- Artist: Leo Mol
- Year: 1970
- Medium: Bronze
- Subject: Elizabeth II
- Dimensions: 2.73 m (9.0 ft)
- Location: Winnipeg, Manitoba, Canada; 49°53′04″N 97°08′44″W﻿ / ﻿49.88441°N 97.14550°W;

= Statue of Elizabeth II (Winnipeg) =

Statue in Winnipeg, Manitoba, Canada

A statue of Elizabeth II by Leo Mol was installed in Winnipeg, Manitoba, Canada.

==Description==
The bronze sculpture of Elizabeth II is 2.73 m tall.

==History==
Leo Mol completed the statue in 1970. The sculpture was originally installed in the Steinkopf Gardens at the Centennial Concert Hall, in downtown Winnipeg.

Although Mol had most of his bronze works cast in Germany, he did also perform some of his castings himself, in his studio. “Among the many casts done there was a giant nine foot figure of Queen Elizabeth for the City of Winnipeg – an astonishing achievement for a homemade foundry.”

In July 2010, Elizabeth II visited Winnipeg to rededicate the statue, which was relocated to the Government House grounds. Prince Philip, Duke of Edinburgh also attended the dedication ceremony.

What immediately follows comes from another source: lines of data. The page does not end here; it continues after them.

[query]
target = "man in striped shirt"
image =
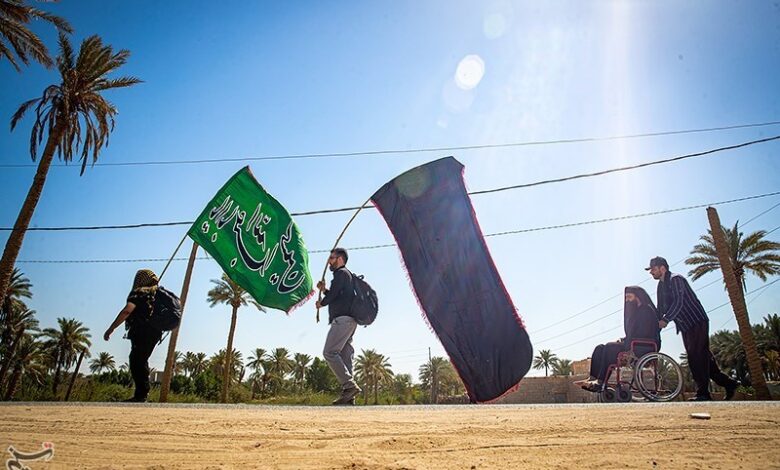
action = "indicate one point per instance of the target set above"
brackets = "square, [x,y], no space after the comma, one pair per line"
[677,302]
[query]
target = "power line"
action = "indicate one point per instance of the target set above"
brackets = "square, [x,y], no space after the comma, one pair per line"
[563,320]
[472,193]
[632,167]
[670,330]
[415,150]
[388,245]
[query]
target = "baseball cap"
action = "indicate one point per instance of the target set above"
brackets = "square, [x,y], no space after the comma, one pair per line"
[657,261]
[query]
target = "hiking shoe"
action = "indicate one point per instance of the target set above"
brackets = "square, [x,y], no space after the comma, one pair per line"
[701,398]
[342,402]
[731,390]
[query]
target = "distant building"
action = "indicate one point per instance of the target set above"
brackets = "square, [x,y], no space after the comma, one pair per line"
[581,367]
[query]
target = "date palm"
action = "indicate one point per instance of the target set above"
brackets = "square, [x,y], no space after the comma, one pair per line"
[226,291]
[545,360]
[29,361]
[279,365]
[562,367]
[65,344]
[75,117]
[431,374]
[754,254]
[193,363]
[19,322]
[103,361]
[17,42]
[300,368]
[372,369]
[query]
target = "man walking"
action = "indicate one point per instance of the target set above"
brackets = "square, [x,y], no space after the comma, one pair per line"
[143,336]
[677,302]
[338,350]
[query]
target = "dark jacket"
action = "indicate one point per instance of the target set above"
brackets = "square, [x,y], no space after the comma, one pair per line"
[677,302]
[642,323]
[339,297]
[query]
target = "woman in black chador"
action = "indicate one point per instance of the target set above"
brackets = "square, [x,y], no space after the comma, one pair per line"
[640,321]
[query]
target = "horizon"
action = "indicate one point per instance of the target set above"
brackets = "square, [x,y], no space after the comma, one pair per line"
[272,80]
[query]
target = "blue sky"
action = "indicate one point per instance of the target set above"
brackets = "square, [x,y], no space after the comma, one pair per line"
[250,79]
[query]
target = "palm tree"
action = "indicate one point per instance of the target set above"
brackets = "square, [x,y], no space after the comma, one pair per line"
[192,363]
[752,254]
[75,116]
[20,320]
[545,359]
[15,15]
[30,360]
[300,367]
[431,374]
[371,370]
[18,287]
[103,361]
[278,366]
[562,367]
[178,362]
[65,344]
[229,292]
[772,323]
[730,253]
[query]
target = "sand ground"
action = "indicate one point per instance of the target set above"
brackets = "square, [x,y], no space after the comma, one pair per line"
[742,435]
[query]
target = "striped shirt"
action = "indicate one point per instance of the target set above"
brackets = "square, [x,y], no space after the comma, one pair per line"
[677,302]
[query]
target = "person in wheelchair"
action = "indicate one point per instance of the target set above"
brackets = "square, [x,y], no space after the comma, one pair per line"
[640,322]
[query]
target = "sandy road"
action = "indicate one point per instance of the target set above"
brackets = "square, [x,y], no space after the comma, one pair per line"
[739,435]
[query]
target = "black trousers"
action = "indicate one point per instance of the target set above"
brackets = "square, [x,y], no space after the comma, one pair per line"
[142,343]
[604,355]
[700,360]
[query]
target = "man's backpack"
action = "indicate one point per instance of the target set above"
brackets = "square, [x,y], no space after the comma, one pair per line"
[365,304]
[166,313]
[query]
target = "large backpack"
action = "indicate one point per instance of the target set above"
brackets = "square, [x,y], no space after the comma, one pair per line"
[166,314]
[365,304]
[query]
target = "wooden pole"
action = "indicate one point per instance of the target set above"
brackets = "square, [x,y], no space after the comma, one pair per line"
[166,383]
[75,373]
[737,297]
[336,244]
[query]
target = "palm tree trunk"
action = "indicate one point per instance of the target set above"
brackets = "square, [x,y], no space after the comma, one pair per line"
[75,374]
[8,361]
[57,372]
[14,383]
[228,353]
[737,297]
[14,243]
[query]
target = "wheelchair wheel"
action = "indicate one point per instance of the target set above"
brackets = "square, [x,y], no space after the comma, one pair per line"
[658,377]
[608,395]
[623,393]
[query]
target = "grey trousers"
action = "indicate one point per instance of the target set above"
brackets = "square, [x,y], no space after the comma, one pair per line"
[338,350]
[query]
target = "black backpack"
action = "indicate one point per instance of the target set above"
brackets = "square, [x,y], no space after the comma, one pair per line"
[365,304]
[166,314]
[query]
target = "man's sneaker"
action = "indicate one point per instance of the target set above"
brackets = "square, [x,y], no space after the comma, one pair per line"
[701,398]
[341,402]
[731,390]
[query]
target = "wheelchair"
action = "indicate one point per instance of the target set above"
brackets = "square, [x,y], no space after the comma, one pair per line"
[642,372]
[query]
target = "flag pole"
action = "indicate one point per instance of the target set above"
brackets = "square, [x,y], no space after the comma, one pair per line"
[166,383]
[172,256]
[335,245]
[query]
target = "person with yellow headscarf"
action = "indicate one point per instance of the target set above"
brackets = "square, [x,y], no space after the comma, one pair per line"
[143,336]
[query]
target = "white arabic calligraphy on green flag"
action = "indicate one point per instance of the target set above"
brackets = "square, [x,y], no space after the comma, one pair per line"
[255,241]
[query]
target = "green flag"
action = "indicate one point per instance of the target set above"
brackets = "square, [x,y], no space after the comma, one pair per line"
[256,242]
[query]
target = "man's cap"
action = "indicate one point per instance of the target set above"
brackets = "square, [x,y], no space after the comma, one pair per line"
[657,261]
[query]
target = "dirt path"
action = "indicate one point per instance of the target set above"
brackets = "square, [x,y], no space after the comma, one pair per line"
[739,435]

The sculpture, along with another depicting Queen Victoria, was toppled on Canada Day, 1 July 2021, following the Canadian Indian residential schools gravesite discoveries. The statue of Elizabeth II was brought down by and left covered in yellow rope, as well as covered in red paint. Although both queens were constitutional monarchs, meaning they did not make policy or law and were bound to follow the advice and direction of their ministers and parliamentarians, and Canada had ceased to be a colony of Britain in 1931, meaning Elizabeth II reigned in Canada distinctly as Queen of Canada, the protesters who tore the statues down were said to have believed Elizabeth and Victoria represented Canada's colonial history.

As of July 2022, the statue of Elizabeth II was being restored while the statue of Queen Victoria was damaged beyond repair and will not be replaced. The statue was put back in place on 2 June 2023, the 70th anniversary of Elizabeth II's coronation.